La Repubblica riaccende, con lo slogan “Regalopoli”, il caso dei troppi e troppo costosi omaggi, inviati a persone famose e sconosciute. Bene hanno fatto i vertici della RAI a chiudere l’ufficio incaricato di queste regalie. In tempi di austerità, un’azienda pubblica e famosa come la RAI non può e non deve permettersi questo genere di sprechi. Ma vorrei fare un paio di riflessioni. Premetto che dalla RAI non ho mai ricevuto alcun regalo, salvo, e non ogni anno, qualche agenda e, al tempo di Fanfani e di Bernabei, un libro del Senatore Amintore, inviatomi dall’indimenticabile Giampaolo Cresci. La prima riflessione è: nei lustri, qualsiasi azienda privata e pubblica usa fare regali modesti o sontuosi in occasione del Natale e del Capodanno. Non mi sembra un’abitudine scandalosa, considerando che si tratta in fondo di pubbliche relazioni (escludendo le esagerazioni e le iniziative corruttive). Da qualche tempo le aziende inviano un cartoncino dicendo che i regali di Natale sono stati aboliti e la somma ricavata dal budget destinata a beneficenza (secondo malelingue, non sempre è chiaro chi siano i destinatari di questi intenti benefici). Detto ciò su “Regalopoli” mi sembra più grave un altro peccatuccio su cui spesso i magistrati indagano, non solo a Natale: perché è sempre Natale quando i dirigenti delle aziende ricevono regali costosissimi, come corrispettivo per aver chiuso un occhio sull’affidamento di lavori e commesse. Succede, vox populi, dovunque. Per quanto riguarda la RAI, mi farebbe piacere che il CdA e i vertici promuovessero accertamenti precisi sulle tante chiacchiere, non disgiunte da denunce pubbliche, su tante vicende legate all’affidamento di programmi e sulla trasparenza degli appalti. Ho avuto la fortuna di conoscere la Presidente Anna Maria Tarantola, e mi dichiaro conquistato dall’enunciazione dei suoi valori; tra poco incontrerò il direttore generale Luigi Gubitosi e sono certo che gli pruderanno le mani, se e quando leggerà questa nota. Fare qualche regalino natalizio è una cosa quasi innocente, rispetto a episodi di vera e propria corruzione, con tangenti mascherate.

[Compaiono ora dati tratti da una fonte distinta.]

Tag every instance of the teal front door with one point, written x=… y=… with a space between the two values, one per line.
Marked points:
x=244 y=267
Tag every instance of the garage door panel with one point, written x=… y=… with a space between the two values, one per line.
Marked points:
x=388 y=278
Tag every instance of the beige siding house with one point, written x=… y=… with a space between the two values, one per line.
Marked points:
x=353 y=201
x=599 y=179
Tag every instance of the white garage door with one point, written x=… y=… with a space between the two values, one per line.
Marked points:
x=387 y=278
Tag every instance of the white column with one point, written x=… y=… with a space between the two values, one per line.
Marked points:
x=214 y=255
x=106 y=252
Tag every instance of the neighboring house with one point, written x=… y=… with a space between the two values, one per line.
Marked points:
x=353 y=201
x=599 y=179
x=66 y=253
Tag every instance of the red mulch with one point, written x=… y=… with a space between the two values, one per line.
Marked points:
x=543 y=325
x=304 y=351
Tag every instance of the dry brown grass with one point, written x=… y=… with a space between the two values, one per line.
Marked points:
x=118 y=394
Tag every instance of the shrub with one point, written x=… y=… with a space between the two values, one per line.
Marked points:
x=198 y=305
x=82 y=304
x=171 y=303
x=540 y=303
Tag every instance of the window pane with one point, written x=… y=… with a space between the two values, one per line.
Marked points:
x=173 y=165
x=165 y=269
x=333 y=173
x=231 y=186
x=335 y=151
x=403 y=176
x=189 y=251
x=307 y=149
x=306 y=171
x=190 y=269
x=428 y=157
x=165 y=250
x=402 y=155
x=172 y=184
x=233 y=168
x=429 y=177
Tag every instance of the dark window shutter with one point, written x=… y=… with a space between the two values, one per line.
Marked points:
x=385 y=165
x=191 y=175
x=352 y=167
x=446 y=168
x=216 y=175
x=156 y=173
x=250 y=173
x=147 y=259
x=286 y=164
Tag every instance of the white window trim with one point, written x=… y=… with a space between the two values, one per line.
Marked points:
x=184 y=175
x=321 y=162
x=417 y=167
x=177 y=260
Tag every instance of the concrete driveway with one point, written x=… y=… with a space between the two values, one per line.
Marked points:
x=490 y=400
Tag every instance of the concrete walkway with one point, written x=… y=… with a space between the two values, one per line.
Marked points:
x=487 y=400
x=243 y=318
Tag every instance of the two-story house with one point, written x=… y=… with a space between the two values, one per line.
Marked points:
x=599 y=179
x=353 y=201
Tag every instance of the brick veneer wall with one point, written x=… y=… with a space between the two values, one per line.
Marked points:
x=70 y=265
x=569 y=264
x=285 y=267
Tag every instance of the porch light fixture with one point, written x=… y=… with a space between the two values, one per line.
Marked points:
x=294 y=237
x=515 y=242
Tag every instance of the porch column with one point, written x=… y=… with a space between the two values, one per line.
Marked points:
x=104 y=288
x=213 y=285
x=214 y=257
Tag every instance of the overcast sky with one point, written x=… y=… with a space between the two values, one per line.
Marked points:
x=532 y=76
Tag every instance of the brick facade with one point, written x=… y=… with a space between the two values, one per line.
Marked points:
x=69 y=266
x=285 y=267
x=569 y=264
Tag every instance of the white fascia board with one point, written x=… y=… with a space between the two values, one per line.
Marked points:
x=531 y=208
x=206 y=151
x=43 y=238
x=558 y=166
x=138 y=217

BABY SQUILLO, BRIVIDI NELLA SCHIENA

In conseguenza delle intercettazioni, si è aggravata la posizione della mamma della più
piccola delle due adolescenti coinvolte nel giro di prostituzione ai Parioli. La mamma: “Non te movi oggi?” La figlia: “No ma’, sto male…” La mamma: “E come facciamo? Perché io sto a corto, dobbiamo recupera’ ”. La figlia: “E mo’ vedo che posso fa’, domani dopo scuola si vede, dai…” La mamma: “Se vuoi ti ritiro da scuola…” Dico sinceramente: vengono i brividi. Di solito si discute di come sia possibile che i genitori non si rendano conto di ciò che fanno i figli. Qui, c’è addirittura un caso in cui una mamma spinge la figlia a prostituirsi, perché la famiglia è a corto di soldi. 

ANDRETE IN TANZANIA PER VEDERE GLI ELEFANTI

Ho capito stamattina perché ieri mi sono addormentato tardi e male, sentivo che mi mancava qualcosa. Questa mattina la lacuna è stata colmata: ho saputo che “Emilio Botin adora gli elefanti e spesso parte per la Tanzania a vederli nella savana”. Indovina indovinello: chi ha scritto questa sciocchezza? Vi do un aiutino: è il titolare dell’imperdibile rubrica “Alta Società”, su Il Foglio. Noi della bassa società, stiamo già a pensare se a Natale potremo permetterci una pensione modesta in Trentino – costa meno che altrove – o regalare qualcosa ai nipotini, senza veder l’ombra della delusione nei loro occhioni innocenti. Ci resta una curiosità, per questa notte: quante volte il Senor Botin, banchiere spagnolo, va in Tanzania ogni anno, per vedere gli elefanti, senza accontentarsi dello zoo comunale? Botin! Sappiamo che sei il 1075° miliardario secondo Forbes (2012) nel mondo, non ti stuzzica l’idea che con qualche risparmiuccio potresti scalare alcune posizioni in classifica? Facci dormire sereni, Botin!